Each query should match the document at the same batch index. Other documents in the batch act as negatives.

This is the standard in-batch negative training pattern.

### Practical Design Rules

A strong RAG system follows several rules.

First, preserve provenance. Every chunk should carry source metadata.

Second, use hybrid retrieval for mixed corpora. Exact terms and semantic meaning both matter.

Third, rerank before generation when precision matters.

Fourth, evaluate retrieval separately.

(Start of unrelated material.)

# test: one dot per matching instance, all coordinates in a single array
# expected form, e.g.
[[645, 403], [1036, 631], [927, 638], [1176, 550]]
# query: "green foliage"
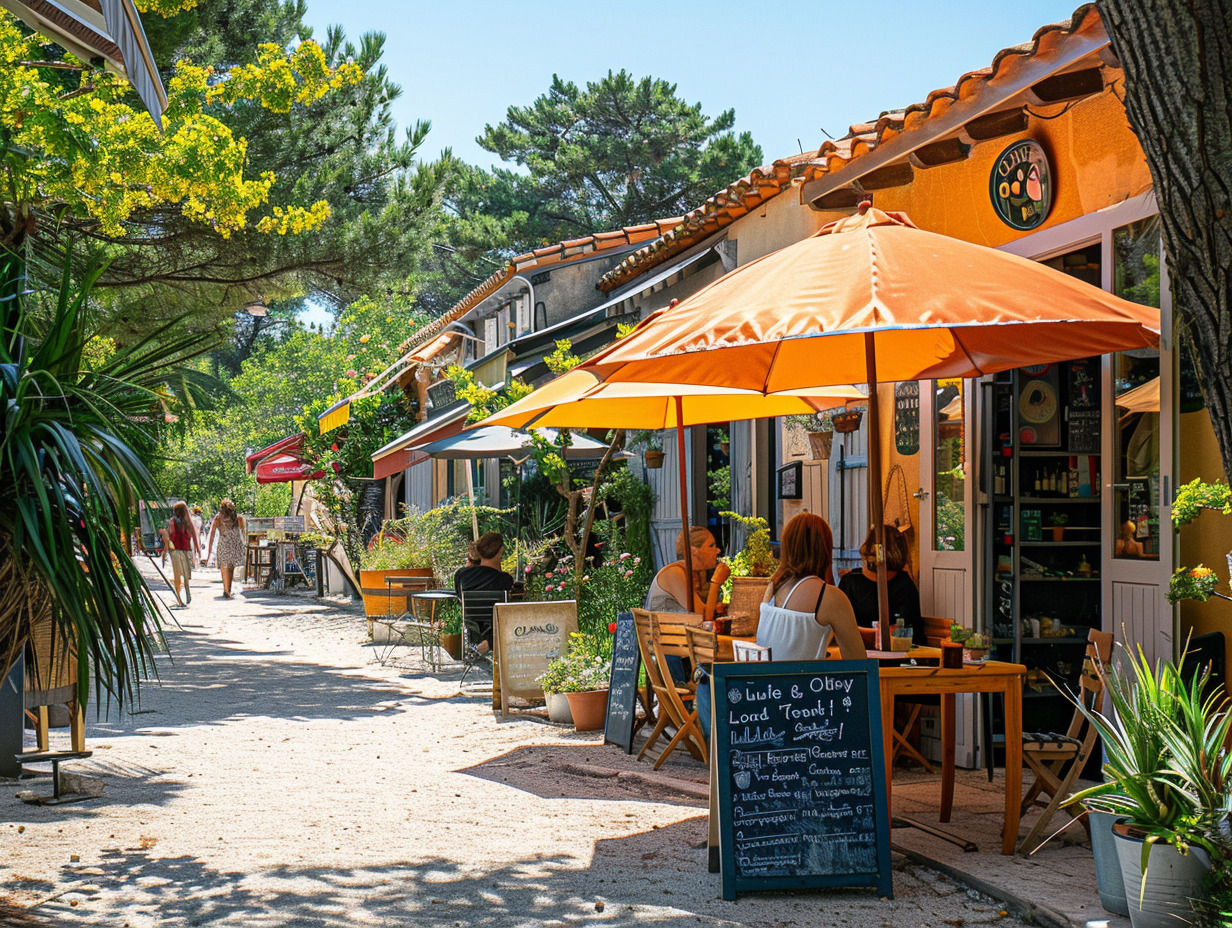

Many failures happen before the language model sees the prompt.

Fifth, make the model admit insufficient evidence. A grounded system should not guess.

Sixth, enforce access control before retrieval results reach the model.

Seventh, treat retrieved text as untrusted data. It can contain malicious instructions.

Eighth, log retrieved chunks for debugging and audit.

### Summary

Retrieval-augmented generation connects language models to external knowledge.

The retrieval system stores and searches documents. The language model reads retrieved evidence and generates an answer.

RAG improves factual grounding, recency, personalization, and source attribution. It is especially important for enterprise search, research assistants, customer support, legal analysis, codebase assistance, and any domain where the answer depends on external documents.

The core challenge is system quality. Good RAG requires careful chunking, indexing, hybrid retrieval, reranking, prompt construction, access control, citation design, and evaluation.